When the SEC publishes its innovation exemption for tokenized stocks, which Bloomberg reported on May 18 could land within the week, it will settle a question the agency has spent the past year avoiding. Whether a tokenized stock needs to be a stock.
The exemption is part of an initiative SEC Chair Paul Atkins calls "Project Crypto." It has been widely framed as a regulatory clearing of brush for blockchain-based equities. That framing misses the bigger move. The SEC is preparing to bless two distinct paths for putting US equities on-chain at the same time, and the two are not the same product. They will compete for the same names.
Path one: the Wall Street rail
The first path runs through existing market plumbing. In March 2026, the SEC approved Nasdaq's rule change to allow tokenized trading of Russell 1000 stocks and index ETFs. Under that design, conventional and tokenized stocks carry the same rights, trade on the same order books, and clear through the Depository Trust Company as a post-trade step once T+1 settlement completes. The DTCC then announced on May 4 that it would run a July 2026 production pilot with more than 50 institutions including BlackRock, JPMorgan and Goldman Sachs, with a fuller October launch. The asset perimeter is the Russell 1000 plus major-index ETFs and US Treasuries.

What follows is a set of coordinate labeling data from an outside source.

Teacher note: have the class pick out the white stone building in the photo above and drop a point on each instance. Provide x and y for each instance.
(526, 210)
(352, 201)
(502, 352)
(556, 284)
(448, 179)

This rail is conservative by design. The DTC custodies roughly $114 trillion in assets and is not in the business of running an experiment that breaks shareholder records. Tokenization here is a wrapper around the existing entitlement; the master securityholder file stays where it is, and the token simply represents post-settlement ownership. Instant transfer for use as collateral becomes possible, but the trading leg itself still clears T+1 through NSCC.